I think I bought Who Could That Be at This Hour because I liked the cover. (In my defense, that’s worked out for me several times in the past.) Lemony Snicket‘s name on the front didn’t hurt, either, though I only got through the first couple books in A Series of Unfortunate Events. Not that they weren’t good enough – I think I was just a bit too old for them. Which is, again, the problem.
So what that boils down to is Who Could That Be at This Hour isn’t a bad children’s book. If I was a lot younger, I’d be all over this new series of four. The same would probably go for A Series of Unfortunate Events. But alas.
This one is a mystery. I guess you could probably figure that out just by looking at the cover.

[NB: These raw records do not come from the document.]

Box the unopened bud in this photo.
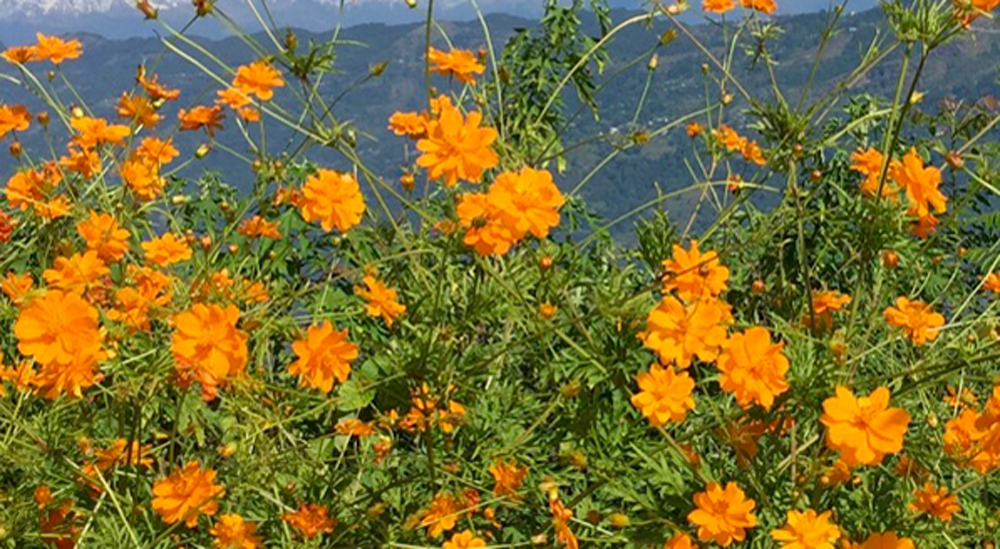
[399,173,417,193]
[882,250,899,269]
[192,0,213,17]
[135,0,157,19]
[608,513,631,528]
[944,151,965,170]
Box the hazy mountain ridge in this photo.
[0,6,1000,237]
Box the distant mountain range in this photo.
[0,0,878,43]
[0,0,1000,238]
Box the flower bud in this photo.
[944,151,965,170]
[135,0,158,19]
[608,513,630,528]
[882,250,899,269]
[399,173,417,193]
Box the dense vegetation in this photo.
[0,0,1000,549]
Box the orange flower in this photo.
[121,158,166,201]
[441,530,486,549]
[0,46,37,65]
[135,137,180,166]
[861,532,915,549]
[233,61,285,101]
[153,461,226,528]
[639,295,733,368]
[706,123,747,152]
[885,297,944,346]
[135,70,181,101]
[427,48,486,84]
[0,271,34,306]
[820,386,910,466]
[455,193,517,256]
[177,105,226,137]
[740,0,778,15]
[333,417,375,438]
[740,138,767,166]
[954,0,1000,28]
[76,210,130,261]
[14,290,101,364]
[281,502,337,539]
[417,100,500,187]
[632,364,694,427]
[944,408,993,466]
[910,482,962,522]
[32,353,103,400]
[663,240,729,300]
[32,32,83,65]
[771,509,840,549]
[389,112,427,139]
[718,326,788,409]
[802,290,851,330]
[889,148,948,217]
[983,273,1000,294]
[354,275,406,328]
[688,482,757,547]
[171,303,247,401]
[118,93,163,129]
[944,386,979,408]
[0,105,31,139]
[301,169,365,233]
[909,208,941,240]
[42,250,111,294]
[489,459,528,500]
[701,0,736,13]
[108,265,173,330]
[69,116,132,150]
[288,320,358,393]
[239,215,281,240]
[487,167,565,240]
[208,515,264,549]
[663,533,697,549]
[549,498,580,549]
[35,196,70,221]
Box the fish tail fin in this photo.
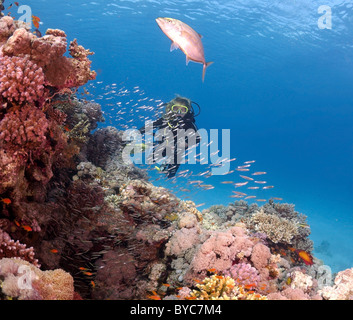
[202,61,213,82]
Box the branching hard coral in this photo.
[318,268,353,300]
[185,274,267,300]
[2,24,96,89]
[0,54,44,104]
[248,208,298,244]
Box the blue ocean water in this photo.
[19,0,353,272]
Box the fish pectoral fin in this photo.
[170,41,180,51]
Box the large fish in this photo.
[156,18,213,81]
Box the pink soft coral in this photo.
[0,55,44,104]
[0,105,48,152]
[0,229,39,267]
[224,262,260,286]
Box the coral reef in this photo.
[0,55,44,104]
[319,268,353,300]
[249,208,298,244]
[0,17,353,300]
[0,258,75,300]
[185,275,267,300]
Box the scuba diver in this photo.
[139,96,200,178]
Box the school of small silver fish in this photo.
[82,79,283,207]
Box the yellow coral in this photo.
[186,274,267,300]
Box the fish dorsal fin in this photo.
[170,41,180,51]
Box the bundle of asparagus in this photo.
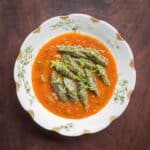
[51,46,110,107]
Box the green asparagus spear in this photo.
[83,49,108,67]
[51,71,68,102]
[57,45,87,58]
[85,69,99,95]
[62,54,85,77]
[52,60,78,80]
[64,77,79,103]
[96,65,111,86]
[73,58,95,70]
[58,46,108,67]
[77,81,89,108]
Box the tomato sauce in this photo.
[32,32,118,119]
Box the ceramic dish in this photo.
[14,14,136,136]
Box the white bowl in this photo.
[14,14,136,136]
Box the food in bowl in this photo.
[32,32,118,119]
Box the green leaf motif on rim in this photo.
[50,18,79,32]
[17,46,34,104]
[113,79,128,104]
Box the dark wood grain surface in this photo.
[0,0,150,150]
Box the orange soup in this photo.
[32,32,117,119]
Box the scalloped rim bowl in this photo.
[14,14,136,136]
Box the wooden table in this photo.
[0,0,150,150]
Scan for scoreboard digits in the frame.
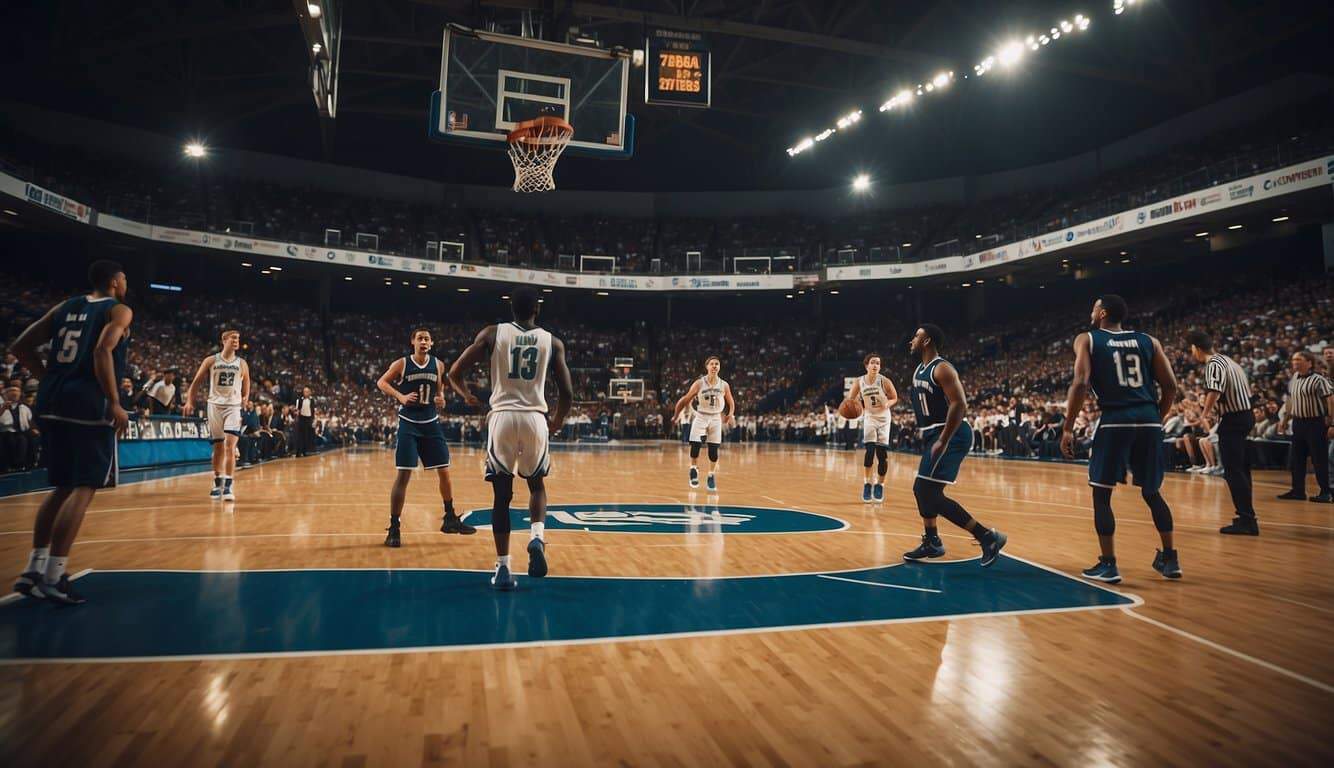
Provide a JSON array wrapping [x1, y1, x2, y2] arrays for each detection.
[[644, 29, 710, 107]]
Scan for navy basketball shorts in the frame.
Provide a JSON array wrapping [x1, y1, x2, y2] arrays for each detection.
[[1089, 424, 1165, 491], [41, 419, 120, 488], [394, 419, 450, 469], [918, 421, 972, 485]]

It’s about a kid who Lemony Snicket named after himself (okay, after his own fictional name). Said kid is an apprentice in a company that isn’t explained thoroughly, but that attempts to return stolen items to their rightful owners – or those who claim to be the rightful owners. And that’s all I’m going to say about the plot.
Because if you’re reading my blog, you’re probably not going to read Who Could That Be at This Hour because I’d put money on your being too old to enjoy it. Or, for the high school (and possibly college) students who like to try to cheat on homework and essays by gleaning information from my blog (which probably doesn’t help much, if at all), your teacher probably didn’t assign this one.

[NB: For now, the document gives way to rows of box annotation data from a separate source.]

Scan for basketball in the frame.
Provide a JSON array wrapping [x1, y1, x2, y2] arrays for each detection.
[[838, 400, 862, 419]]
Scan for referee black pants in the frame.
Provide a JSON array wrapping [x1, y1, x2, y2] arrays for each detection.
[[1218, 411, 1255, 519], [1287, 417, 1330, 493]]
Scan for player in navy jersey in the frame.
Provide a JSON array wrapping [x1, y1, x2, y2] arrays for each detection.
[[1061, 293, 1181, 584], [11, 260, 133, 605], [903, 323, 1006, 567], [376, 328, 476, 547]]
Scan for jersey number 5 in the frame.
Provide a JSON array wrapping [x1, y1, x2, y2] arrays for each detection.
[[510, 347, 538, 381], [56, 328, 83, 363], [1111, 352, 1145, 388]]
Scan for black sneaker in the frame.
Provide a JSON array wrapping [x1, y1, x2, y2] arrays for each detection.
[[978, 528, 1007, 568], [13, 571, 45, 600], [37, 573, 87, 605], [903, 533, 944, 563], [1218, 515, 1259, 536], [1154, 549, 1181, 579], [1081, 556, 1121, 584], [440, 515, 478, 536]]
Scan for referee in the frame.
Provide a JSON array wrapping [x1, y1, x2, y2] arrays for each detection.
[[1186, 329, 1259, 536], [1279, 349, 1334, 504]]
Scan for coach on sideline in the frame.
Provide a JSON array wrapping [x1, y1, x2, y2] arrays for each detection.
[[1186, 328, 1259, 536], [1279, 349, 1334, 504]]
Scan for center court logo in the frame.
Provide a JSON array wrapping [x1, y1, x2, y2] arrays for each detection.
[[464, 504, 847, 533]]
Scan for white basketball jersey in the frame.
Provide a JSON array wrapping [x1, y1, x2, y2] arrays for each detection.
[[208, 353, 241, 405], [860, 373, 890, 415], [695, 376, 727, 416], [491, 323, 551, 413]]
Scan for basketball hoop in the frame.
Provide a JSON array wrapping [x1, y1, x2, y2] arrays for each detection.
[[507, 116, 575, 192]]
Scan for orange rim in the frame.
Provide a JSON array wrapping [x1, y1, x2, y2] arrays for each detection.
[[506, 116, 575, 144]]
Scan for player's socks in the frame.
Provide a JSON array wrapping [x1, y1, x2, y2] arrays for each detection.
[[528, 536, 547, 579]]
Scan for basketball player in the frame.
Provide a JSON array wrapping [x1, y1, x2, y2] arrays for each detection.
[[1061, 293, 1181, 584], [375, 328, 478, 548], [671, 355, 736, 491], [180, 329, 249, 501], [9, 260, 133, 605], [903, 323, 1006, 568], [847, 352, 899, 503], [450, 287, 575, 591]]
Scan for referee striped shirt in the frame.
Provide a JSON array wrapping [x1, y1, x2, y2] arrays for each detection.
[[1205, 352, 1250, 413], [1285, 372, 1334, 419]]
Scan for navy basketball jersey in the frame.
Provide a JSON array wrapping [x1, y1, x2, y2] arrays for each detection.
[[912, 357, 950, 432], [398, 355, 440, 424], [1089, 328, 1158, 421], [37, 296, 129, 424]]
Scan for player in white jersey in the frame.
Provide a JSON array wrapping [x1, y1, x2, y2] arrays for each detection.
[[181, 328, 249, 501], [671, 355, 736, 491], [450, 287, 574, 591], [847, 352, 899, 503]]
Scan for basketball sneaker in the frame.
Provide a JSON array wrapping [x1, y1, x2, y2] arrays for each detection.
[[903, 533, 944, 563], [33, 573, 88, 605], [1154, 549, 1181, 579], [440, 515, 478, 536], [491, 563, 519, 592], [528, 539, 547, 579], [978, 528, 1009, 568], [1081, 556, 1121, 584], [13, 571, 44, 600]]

If, however, you’re a parent of a 7-10 year old kid, by all means pick up a copy. The kid will probably love it. After I finished reading it, I thought I might even be interested enough to read the rest of them to find out what happens, but I’ve already forgotten what happened in this one, which is the real reason I provided no real summary. So: get this book for your kid, but don’t try to read it yourself. The End.